Before we explain our own mistake and how it came to be, we’d like to apologize to the customer. We realize the serious impact this had, and how we fell short of expectations. In this blog post, we want to explain what happened, and more importantly what we’re going to change to make sure it does not happen again.

Background

On February 2, an on-call network engineer received an alert for a congesting interface with Equinix IX in our Ashburn data center. While this is not an unusual alert, this one stood out for two reasons. First, it was the second day in a row that it happened, and second, the congestion was due to a sudden and extreme spike of traffic.

The engineer in charge identified the customer’s domain, tardis.dev, as being responsible for this sudden spike of traffic between Cloudflare and their origin network, a storage provider.

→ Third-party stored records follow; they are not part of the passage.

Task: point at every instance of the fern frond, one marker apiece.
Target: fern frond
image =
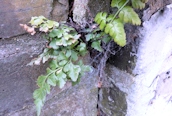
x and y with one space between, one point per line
118 3
101 19
128 15
116 30
138 4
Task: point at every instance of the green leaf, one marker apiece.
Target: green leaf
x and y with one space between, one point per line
96 45
67 67
55 33
88 37
61 79
138 4
53 64
53 44
74 56
116 31
41 80
52 79
68 53
47 88
50 24
39 94
118 3
74 72
63 62
144 1
106 39
81 47
39 105
128 15
61 56
45 58
101 19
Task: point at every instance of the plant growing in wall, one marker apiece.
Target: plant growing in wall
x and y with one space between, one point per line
64 46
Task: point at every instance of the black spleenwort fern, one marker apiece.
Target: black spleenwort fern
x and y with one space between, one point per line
64 47
113 24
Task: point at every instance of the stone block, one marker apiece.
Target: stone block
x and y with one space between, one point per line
148 86
18 81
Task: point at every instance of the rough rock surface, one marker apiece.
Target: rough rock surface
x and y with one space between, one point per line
148 87
18 83
13 13
85 10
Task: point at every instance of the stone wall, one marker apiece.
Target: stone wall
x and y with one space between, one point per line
21 11
146 78
139 76
18 81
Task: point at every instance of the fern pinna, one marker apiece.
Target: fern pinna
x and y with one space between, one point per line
113 24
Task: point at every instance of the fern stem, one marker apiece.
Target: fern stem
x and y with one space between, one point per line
119 10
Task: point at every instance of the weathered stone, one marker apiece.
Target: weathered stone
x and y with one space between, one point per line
18 80
154 6
18 83
148 89
85 10
60 10
112 101
20 11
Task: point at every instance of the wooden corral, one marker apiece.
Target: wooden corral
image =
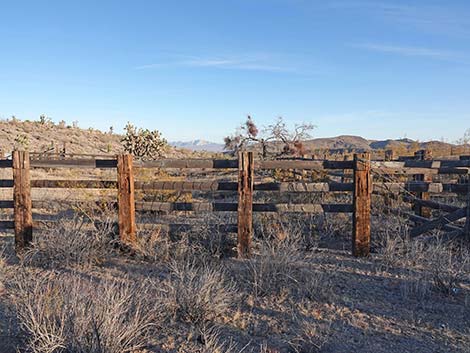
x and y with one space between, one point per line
418 178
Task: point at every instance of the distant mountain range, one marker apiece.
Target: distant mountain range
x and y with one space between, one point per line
199 145
343 142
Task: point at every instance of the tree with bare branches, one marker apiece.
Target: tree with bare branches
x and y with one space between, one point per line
270 138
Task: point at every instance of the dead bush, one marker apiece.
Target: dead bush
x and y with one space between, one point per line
65 313
274 268
71 242
197 294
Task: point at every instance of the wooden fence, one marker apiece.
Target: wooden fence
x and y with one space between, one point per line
361 171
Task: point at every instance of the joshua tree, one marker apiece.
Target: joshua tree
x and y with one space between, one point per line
268 138
143 144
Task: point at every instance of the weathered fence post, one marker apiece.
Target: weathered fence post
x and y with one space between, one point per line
467 221
361 205
22 207
245 202
389 155
126 200
423 155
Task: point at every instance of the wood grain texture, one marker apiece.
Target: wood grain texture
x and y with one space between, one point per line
245 203
126 200
22 205
361 205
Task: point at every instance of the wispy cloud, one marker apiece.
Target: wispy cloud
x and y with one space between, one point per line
253 63
411 51
449 19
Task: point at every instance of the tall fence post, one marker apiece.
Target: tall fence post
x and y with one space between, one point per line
245 202
467 221
126 200
361 205
423 155
22 207
389 155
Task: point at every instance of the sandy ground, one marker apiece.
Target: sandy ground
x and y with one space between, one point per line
362 308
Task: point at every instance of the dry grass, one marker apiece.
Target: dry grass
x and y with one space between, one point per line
60 312
197 294
70 243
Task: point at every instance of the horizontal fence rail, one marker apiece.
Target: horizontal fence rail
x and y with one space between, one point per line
356 179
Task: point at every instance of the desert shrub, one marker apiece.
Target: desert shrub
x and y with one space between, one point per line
447 267
197 294
143 143
274 268
65 313
73 242
428 265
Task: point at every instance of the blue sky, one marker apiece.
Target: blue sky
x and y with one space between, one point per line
195 69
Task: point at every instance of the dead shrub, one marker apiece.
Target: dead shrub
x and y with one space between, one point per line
72 242
65 313
197 294
274 268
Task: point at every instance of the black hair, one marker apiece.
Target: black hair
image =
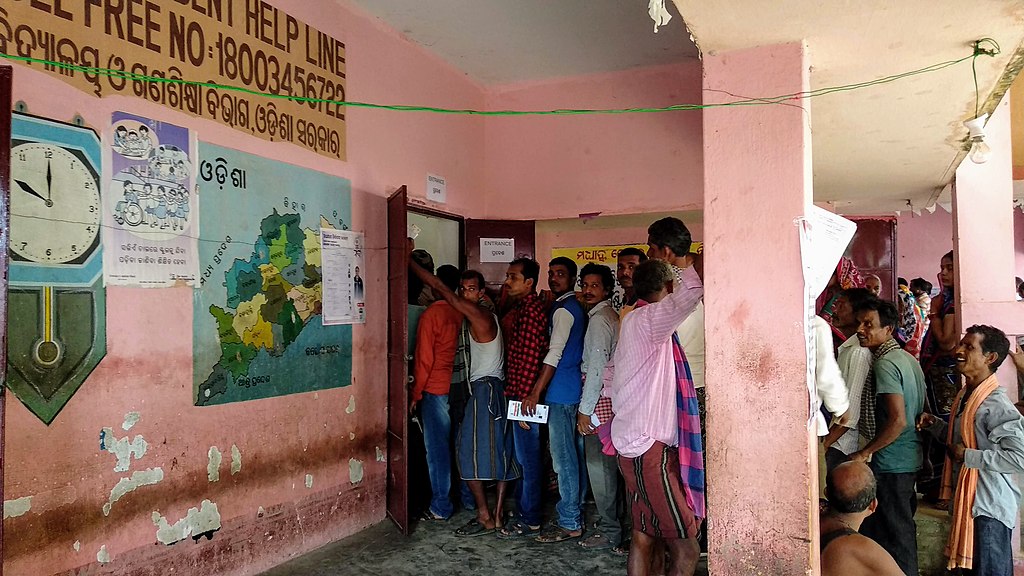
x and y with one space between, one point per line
672 234
888 315
650 277
530 270
857 296
607 279
563 261
474 275
992 340
920 284
450 276
631 251
843 502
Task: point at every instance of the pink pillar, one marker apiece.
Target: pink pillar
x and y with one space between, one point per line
983 234
984 251
762 459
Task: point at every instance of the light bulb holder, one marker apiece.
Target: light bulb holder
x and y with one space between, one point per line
976 126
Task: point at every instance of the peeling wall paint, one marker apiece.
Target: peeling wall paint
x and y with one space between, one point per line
213 467
14 508
131 419
236 460
126 485
354 470
198 522
123 449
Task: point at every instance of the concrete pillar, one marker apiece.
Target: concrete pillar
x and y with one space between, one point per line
983 235
762 459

Because this congestion happens on a physical interface connected to external peers, there was an immediate impact to many of our customers and peers. A port congestion like this one typically incurs packet loss, slow throughput and higher than usual latency. While we have automatic mitigation in place for congesting interfaces, in this case the mitigation was unable to resolve the impact completely.

The traffic from this customer went suddenly from an average of 1,500 requests per second, and a 0.5 MB payload per request, to 3,000 requests per second (2x) and more than 12 MB payload per request (25x).

The congestion happened between Cloudflare and the origin network. Caching did not happen because the requests were all unique URLs going to the origin, and therefore we had no ability to serve from cache.

A Cloudflare engineer decided to apply a throttling mechanism to prevent the zone from pulling so much traffic from their origin. Let's be very clear on this action: Cloudflare does not have an established process to throttle customers that consume large amounts of bandwidth, and does not intend to have one. This remediation was a mistake, it was not sanctioned, and we deeply regret it.

We lifted the throttle through internal escalation 12 hours and 53 minutes after having set it up.

What's next

To make sure a similar incident does not happen, we are establishing clear rules to mitigate issues like this one. Any action taken against a customer domain, paying or not, will require multiple levels of approval and clear communication to the customer. Our tooling will be improved to reflect this. We have many ways of traffic shaping in situations where a huge spike of traffic affects a link and could have applied a different mitigation in this instance.

We are in the process of rewriting our terms of service to better reflect the type of services that our customers deliver on our platform today. We are also committed to explaining to our users in plain language what is permitted under self-service plans. As a developer-first company with transparency as one of its core principles, we know we can do better here. We will follow up with a blog post dedicated to these changes later.

Once again, we apologize to the customer for this action and for the confusion it created for other Cloudflare customers.